At length they reached the last casemate of all, and as the door was unbolted and thrown open, the Emperor and Patouchki stepped across the threshold. Seated on the iron pallet, his arms thrown out across the table, was an old man, whose head was white with the snows of many winters. He neither moved nor spoke as those without came towards him; his hands were waxen in colour, nerveless, and attenuated; the blue dressing-gown hung loosely upon his emaciated form; his face was hidden on his arm. Something in the intense stillness and rigidity of the attitude, in the absolute rest that had fallen upon him, startled the beholders with a vague sense of fear.
At a word from the Tsar, Patouchki crossed the cell and laid his hand upon the bowed shoulders. A shudder passed over the form, followed by a long and weary sigh, and then the head was lifted, and two feverish, bright eyes gazed out of the hollow sockets. For a moment he looked at them bewildered, and then, with a sudden, thrilling cry, he flung himself forward and fell at the feet of the Tsar, exclaiming in broken, feeble tones:
"Blessed be God in Sion; He has heard my prayer! Blessed be our Lady of Kazan! It is the face of my Tsarawich I see once more; it is the face of my little father—my Tsar! Oh, my Emperor, I am Alexis—Alexis of Battenkoff. I am an old man of over four-score, who, for fifty long years, served your father—my Tsar Alexander—and who, after all that time of faithful love and devotion, have been left to rot in this terrible pest-house for two long weary years. Pardon me, little father, pardon me! I have done no wrong, believe me. I have never plotted against my sovereigns; I have loved them always, and served them to the extent of my poor abilities. I had no hand in that bloody murder; I was innocent of all participation in it. I would have given my life's blood to save my Emperor. Why should I seek his death! Pardon me, my little father, as your sire, whose soul sees me now, would have pardoned me!"

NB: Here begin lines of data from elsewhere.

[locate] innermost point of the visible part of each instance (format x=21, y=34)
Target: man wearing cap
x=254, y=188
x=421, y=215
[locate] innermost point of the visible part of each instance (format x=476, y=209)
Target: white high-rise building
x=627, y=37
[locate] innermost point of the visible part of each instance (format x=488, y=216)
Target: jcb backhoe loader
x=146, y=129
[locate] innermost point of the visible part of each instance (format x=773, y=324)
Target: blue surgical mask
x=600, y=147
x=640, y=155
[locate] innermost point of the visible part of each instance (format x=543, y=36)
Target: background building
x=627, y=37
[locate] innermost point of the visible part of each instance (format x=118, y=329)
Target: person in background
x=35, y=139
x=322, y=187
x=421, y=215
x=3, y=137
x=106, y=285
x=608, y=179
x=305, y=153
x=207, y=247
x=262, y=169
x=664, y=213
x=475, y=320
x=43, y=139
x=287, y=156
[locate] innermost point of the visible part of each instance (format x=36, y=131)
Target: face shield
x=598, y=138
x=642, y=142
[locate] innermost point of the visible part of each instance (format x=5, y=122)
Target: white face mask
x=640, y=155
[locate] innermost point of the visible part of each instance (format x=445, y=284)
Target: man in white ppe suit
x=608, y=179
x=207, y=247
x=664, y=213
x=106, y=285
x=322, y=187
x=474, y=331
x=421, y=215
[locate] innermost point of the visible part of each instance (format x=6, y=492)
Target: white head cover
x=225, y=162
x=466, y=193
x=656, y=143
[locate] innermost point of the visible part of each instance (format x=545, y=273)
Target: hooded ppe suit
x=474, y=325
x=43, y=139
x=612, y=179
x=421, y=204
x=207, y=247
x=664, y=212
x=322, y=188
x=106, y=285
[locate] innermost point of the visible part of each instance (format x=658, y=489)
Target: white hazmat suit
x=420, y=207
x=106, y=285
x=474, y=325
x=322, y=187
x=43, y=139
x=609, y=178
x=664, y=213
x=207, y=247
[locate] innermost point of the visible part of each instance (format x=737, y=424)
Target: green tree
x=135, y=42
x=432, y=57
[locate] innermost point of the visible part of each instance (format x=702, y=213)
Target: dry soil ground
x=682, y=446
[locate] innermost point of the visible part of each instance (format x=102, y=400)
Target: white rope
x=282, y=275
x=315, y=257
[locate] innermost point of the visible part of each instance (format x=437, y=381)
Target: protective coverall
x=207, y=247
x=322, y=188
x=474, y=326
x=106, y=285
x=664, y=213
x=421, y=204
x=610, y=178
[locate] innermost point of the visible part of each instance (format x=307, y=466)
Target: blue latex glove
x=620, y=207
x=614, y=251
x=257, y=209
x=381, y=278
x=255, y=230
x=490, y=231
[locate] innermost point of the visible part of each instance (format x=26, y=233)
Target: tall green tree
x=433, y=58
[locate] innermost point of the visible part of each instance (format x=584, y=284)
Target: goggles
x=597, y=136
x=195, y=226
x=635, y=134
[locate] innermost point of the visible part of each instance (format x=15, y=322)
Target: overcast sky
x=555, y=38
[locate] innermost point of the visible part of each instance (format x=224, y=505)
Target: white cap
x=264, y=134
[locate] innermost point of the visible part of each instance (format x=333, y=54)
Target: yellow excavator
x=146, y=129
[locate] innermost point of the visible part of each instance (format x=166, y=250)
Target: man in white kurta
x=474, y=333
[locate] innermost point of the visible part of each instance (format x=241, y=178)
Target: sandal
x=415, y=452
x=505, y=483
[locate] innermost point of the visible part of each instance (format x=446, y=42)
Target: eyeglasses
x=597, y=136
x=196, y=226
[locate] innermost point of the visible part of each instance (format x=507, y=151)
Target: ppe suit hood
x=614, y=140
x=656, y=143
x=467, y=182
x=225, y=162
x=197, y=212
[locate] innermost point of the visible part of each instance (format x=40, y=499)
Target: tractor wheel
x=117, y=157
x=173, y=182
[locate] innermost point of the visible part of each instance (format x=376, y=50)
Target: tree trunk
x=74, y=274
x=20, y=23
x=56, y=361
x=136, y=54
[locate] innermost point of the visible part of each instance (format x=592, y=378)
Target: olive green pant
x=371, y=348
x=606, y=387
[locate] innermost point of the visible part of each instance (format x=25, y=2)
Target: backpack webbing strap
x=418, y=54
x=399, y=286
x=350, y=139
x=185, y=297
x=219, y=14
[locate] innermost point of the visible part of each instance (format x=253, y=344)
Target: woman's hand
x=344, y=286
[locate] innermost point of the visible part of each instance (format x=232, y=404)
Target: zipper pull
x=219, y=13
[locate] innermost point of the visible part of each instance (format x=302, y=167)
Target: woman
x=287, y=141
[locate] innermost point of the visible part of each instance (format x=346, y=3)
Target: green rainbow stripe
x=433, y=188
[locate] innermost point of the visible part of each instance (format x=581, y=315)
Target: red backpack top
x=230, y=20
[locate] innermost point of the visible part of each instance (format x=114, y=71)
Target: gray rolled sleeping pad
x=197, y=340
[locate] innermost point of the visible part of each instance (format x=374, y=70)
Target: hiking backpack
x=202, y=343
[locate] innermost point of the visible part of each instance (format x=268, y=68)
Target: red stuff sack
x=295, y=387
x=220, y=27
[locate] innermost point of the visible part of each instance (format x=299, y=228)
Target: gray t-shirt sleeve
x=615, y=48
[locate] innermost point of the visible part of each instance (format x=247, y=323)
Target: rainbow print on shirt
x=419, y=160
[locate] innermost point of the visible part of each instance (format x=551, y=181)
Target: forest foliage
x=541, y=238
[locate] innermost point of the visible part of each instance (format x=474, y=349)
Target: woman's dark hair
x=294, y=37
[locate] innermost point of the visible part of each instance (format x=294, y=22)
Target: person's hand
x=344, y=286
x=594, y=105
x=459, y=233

As the last words passed from his lips the old man sank back, his hands twitched convulsively, and he fell on the floor in a swoon. So sudden had been his movement forward and so rapid his utterance, neither the officials nor Patouchki had time to interpose, but the latter now stepped quickly forward, as the Tsar, with a gesture, motioned to him to approach, and after giving him some directions, speaking earnestly and decisively, turned abruptly and left the cell. Neither the Tsarina nor Olga Naundorff had entered this casemate, the Empress's tender heart had therefore been spared the harrowing scene.
As the Imperial party drove away from the terrible fortress, and the brilliant sunshine caught at the glittering harness and bright trappings of the guard, a cry arose on the boulevard: "It is the Tsar, and our Tsarina! Long live the little father! Long live the Tsar!" But neither God's sunshine, nor the loyal shouts of his people could bring back the colour to the Emperor's face, or banish the look of care and anxiety that rested so heavily upon it.
The next morning an Imperial pardon was sent to Petropavlovsk for Alexis Battenkoff, but it came too late. The weary spirit and sorely wounded heart were at rest in eternity; the old man's soul had passed beyond all earthly pardon, into the Almighty hands of justice and recompense.